The product rule is your tool for differentiating when you have two functions multiplying each other. Think of it as dividing the workload between two partners, each handling their part effectively. In this exercise, once you've applied the chain rule to find the first derivative \(y'\), the product rule comes in to differentiate a combination of two functions.

Here's an outline:

• Identify the two functions involved. For \(y' = \frac{3}{4} (3x^2 - 1)(x^3 - x)^{-1/4}\), they are \(u = 3x^2 - 1\) and \(v = (x^3 - x)^{-1/4}\).
• Compute the derivative of each function: \(u' = 6x\) and find \(v'\) using the chain rule again: \(v' = -\frac{1}{4}(x^3-x)^{-5/4}(3x^2-1)\).
• Plug these into the product rule formula: \(y'' = \frac{3}{4} \left[ (3x^2 - 1) v' + (x^3 - x)^{-1/4} u' \right]\).

The product rule ensures you account for changes in both functions as they vary with respect to \(x\).
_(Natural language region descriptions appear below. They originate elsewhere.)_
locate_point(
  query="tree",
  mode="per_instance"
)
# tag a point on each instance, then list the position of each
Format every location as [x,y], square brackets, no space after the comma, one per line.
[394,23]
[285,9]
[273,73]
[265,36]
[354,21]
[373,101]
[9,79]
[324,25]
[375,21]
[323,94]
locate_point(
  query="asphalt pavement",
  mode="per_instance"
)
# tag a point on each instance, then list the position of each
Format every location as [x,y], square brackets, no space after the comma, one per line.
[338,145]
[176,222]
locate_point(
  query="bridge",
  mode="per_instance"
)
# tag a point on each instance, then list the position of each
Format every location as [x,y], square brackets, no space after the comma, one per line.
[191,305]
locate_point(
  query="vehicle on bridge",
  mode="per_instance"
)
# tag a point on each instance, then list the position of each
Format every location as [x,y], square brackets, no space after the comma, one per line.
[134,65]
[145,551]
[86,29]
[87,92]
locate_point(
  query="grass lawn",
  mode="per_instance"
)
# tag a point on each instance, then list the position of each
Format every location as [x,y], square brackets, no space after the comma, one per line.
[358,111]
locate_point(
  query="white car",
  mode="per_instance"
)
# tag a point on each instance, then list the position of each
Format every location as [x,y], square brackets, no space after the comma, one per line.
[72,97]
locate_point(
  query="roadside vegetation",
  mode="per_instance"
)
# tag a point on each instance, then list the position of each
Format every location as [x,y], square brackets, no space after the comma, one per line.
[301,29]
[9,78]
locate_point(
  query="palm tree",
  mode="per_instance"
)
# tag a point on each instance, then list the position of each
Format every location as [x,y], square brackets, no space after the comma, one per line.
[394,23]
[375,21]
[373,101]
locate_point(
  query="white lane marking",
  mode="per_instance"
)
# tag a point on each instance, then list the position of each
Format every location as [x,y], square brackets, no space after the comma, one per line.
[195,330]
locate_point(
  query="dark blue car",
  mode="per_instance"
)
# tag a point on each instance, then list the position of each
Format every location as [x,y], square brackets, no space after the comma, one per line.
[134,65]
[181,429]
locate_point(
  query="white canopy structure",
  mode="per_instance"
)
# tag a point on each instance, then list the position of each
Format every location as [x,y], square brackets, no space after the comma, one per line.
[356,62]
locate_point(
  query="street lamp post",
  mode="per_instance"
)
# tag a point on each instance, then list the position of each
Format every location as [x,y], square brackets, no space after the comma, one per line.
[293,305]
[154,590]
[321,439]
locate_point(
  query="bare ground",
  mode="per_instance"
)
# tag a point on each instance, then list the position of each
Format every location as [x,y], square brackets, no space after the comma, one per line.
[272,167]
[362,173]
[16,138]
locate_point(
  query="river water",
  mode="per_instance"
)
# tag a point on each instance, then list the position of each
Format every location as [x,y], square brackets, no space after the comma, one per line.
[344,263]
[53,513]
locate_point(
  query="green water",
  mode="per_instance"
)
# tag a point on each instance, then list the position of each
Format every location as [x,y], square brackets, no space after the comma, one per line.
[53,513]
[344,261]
Differentiating might seem like a process with lots of rules, but it's really about breaking the problem down into bite-sized tasks. With the given function \(y = (x^3 - x)^{3/4}\), each step builds on the last.Here's the roadmap:

• Step 1: Chain Rule Application - Simplify by setting \(u = x^3 - x\), then use the chain rule to find the first derivative, \(y'\).
• Step 2: Simplification - Tidy up your solution, combining like terms and simplifying where possible.
• Step 3: Product Rule Application - Use for finding the second derivative of \(y' = \frac{3}{4} (3x^2 - 1)(x^3 - x)^{-1/4}\).
• Step 4: Solve and Simplify - Combine the differentiated components and simplify each term, calculating the second derivative \(y''\).

Whenever you differentiate, always write each step clearly. Check your work as you go along—it's a safeguard against simple mistakes. Remember, each step is another piece of the puzzle working towards a complete picture!